Risk exceeding daily limit
“Children, who are big consumers of chocolates, may be at risk of exceeding the daily limit of Pb [lead], due to their low body weight and higher digestive tract uptake,” said the Israeli researchers.
“They may be vulnerable to lead exposure from these products – one cube of dark chocolate can contain up to 20% of the lead oral limit; furthermore chocolate may not be the only source of lead in their nutrition thus increasing the risk of exceeding the daily limit.”
The same risk does not apply to adults, whose digestive absorption of metals is poor.
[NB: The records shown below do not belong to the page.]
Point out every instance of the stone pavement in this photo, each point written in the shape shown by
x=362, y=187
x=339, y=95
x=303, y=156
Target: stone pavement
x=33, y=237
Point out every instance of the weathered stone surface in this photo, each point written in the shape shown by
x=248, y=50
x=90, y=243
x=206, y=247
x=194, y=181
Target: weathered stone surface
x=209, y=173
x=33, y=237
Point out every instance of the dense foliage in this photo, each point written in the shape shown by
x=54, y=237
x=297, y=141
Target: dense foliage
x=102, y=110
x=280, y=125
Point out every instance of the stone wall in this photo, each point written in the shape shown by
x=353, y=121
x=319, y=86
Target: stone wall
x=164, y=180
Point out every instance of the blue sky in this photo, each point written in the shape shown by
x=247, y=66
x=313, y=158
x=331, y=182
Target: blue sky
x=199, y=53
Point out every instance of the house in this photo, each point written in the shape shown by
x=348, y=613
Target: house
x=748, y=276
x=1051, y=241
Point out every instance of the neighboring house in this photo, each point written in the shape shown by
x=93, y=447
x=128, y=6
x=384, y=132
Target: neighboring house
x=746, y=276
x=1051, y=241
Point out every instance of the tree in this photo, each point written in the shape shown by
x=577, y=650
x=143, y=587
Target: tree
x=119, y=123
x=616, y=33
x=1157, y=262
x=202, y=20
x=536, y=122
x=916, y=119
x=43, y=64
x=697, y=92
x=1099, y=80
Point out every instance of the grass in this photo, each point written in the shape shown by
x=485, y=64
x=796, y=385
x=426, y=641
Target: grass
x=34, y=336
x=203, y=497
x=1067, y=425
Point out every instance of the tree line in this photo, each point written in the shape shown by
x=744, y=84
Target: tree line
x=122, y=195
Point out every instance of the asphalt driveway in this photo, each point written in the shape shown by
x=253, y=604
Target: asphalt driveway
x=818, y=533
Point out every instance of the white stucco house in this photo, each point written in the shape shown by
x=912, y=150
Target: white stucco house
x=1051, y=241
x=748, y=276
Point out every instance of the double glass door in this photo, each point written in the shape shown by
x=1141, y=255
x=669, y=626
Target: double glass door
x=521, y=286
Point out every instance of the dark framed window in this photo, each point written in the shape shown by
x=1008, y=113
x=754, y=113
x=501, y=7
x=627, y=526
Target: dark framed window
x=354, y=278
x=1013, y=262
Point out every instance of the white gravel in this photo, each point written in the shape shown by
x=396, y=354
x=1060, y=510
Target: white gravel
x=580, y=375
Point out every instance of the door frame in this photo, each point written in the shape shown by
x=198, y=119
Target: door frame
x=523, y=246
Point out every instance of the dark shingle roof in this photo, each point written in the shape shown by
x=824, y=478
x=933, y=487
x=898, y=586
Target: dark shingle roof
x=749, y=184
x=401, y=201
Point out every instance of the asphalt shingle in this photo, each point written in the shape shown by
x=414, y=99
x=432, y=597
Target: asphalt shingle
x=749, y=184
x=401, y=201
The more cocoa solids, the more lead
The research found a correlation between a high cocoa solid content and high levels of lead.
“In large quantities it is preferable for children to eat milk or white chocolates than eating dark chocolates [which have a higher cocoa solid concentration],” said the study.
Earlier research has shown that lead takes a long time to exit the body and in a short time can cause health problems in children including vomiting, constipation and weight loss as well as behavioural changes, slowed growth and memory and impaired language development.